Innovative teaching methods, with their potential impacts, encompass the introduction of novel approaches to education. These methods can significantly enhance student engagement by making learning more interactive and adaptable to various learning styles, leading to improved learning outcomes. Leveraging technology, they prepare students for the digital age and promote critical thinking and problem-solving skills. They also instill a love for lifelong learning, foster inclusivity and accessibility, and encourage ongoing teacher professional development. Furthermore, they contribute to educational research and innovation, ultimately transforming the education system to be more engaging, effective, and responsive to the evolving needs of learners in a rapidly changing world.

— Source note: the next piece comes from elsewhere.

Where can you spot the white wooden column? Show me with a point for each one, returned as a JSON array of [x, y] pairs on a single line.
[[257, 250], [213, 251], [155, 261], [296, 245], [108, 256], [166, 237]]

Jodoin studied the effects of promoting language education for sustainable development in Japanese higher education. Using an empirical case of a project, the authors explore an educational approach that integrates language learning with sustainable development goals and analyze the impact of the approach on students [10]. Ali examines how the principles of positive psychology can be applied to the language learning process to develop a more positive, optimistic, confident, and self-motivated mindset in students. The article explores the theoretical foundations of positive psychology in language education and suggests how these principles can be applied in practice to support students’ language acquisition [11]. Nagle investigated how expectancy-value theory can be used to understand motivation, persistence and achievement aspects in foreign language learning at university. The study provides valuable ideas and theoretical support for foreign language education and has some practical guidance [12]. Byram and Wagner explored how to achieve the goals of language education and intercultural dialogue in terms of intercultural education, language policy, and curriculum design. A series of theoretical frameworks and teaching strategies, such as core intercultural competencies and communicative experiences, are proposed and the important role of language teachers in this process is emphasized [13]. Tschirner their used an assessment method based on the Common European Framework of Reference for Languages to measure the listening and reading skills of German university students. By analyzing the test results and comparing them with the different levels of the Common European Framework of Reference for Languages, the authors derived the average levels of university students in listening and reading [14].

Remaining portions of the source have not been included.